I started Phrase Finder in 1997. The site grew out of a computational linguistics research project I worked on at Sheffield Hallam University in the late 1980s, and over the last twenty-nine years it has become a reference for the meanings and origins of more than 2,100 English phrases, with a thesaurus of related-phrase lookups attached. The discussion forum that used to sit alongside it isn't open to new posts any more, but its 70,000-question archive is still on the site for anyone who finds it useful.
Every entry on the site has an author's name on it. Most of the meanings and origins are mine. The newer ones are by Cari Mayhew and David Saylor, who work to the same standards.
How we research origins
For each phrase the question is when it was first printed in English, and by whom. That sounds narrow, and it is, but it's the part of a phrase's history you can actually check. Theories about who really invented an expression, or what it's secretly an acronym for, are sometimes entertaining and almost always wrong. We try to find the earliest dated occurrence in print and let that speak for itself.
The reference shelf is mostly the Oxford English Dictionary, Green's Dictionary of Slang, Partridge's Dictionary of Slang and Unconventional English, Brewer's Dictionary of Phrase and Fable, and the Oxford Dictionary of Quotations. Beyond that, the actual work involves reading the source material itself: digitised newspaper archives, Early English Books Online, the British Newspaper Archive, Google Books, Project Gutenberg, and so on. Where a phrase has a known author we name them. Where it doesn't, we date it as best we can and say what we don't know.
Citation and folk etymology
Every origin claim on the site is tied to a dated source where the source exists. Quotations carry their author and year. Where the evidence is thin, or where there are competing accounts of where a phrase came from, the page says so.
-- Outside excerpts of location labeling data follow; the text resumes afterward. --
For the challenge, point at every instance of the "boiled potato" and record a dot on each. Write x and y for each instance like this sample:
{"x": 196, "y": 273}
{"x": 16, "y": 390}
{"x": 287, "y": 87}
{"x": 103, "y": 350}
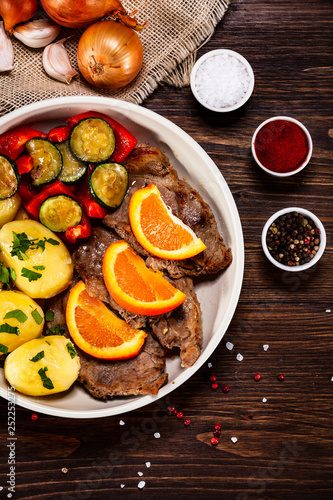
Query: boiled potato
{"x": 43, "y": 366}
{"x": 9, "y": 208}
{"x": 54, "y": 264}
{"x": 23, "y": 313}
A surprising number of well-known phrases have famous origin stories that fall apart on examination. 'Back to square one', 'the whole nine yards', and 'posh' are three of the more familiar examples. When a folk etymology is widely believed but isn't supported by the dated record, the entry says that plainly, and explains where the popular story came from. Repeating a confident-sounding origin story without testing it would be a lot less work; it would also produce a less honest site.
Revisions
Every entry shows the date it was first published and the date it was last updated. Phrase research isn't a fixed body of knowledge; a citation that pushes the earliest dated use back by fifty years can land in your inbox at any time, and when it does, the entry is revised and the new date attributed. A fair share of the past thirty years has gone into rewriting entries whose evidence has changed.
If you spot an error, or you have a citation that predates the one we have, the feedback link on each entry comes straight to me. Corrections are credited where the contributor wants to be named.
What we don't do
Phrase Finder is independently owned and isn't part of a content network. There are no commissioned posts and no sponsored entries. No page on the site is written to rank for a particular search term. Where the available evidence is thin, the entry says so plainly, and 'origin unknown' is a perfectly respectable answer for a phrase to have.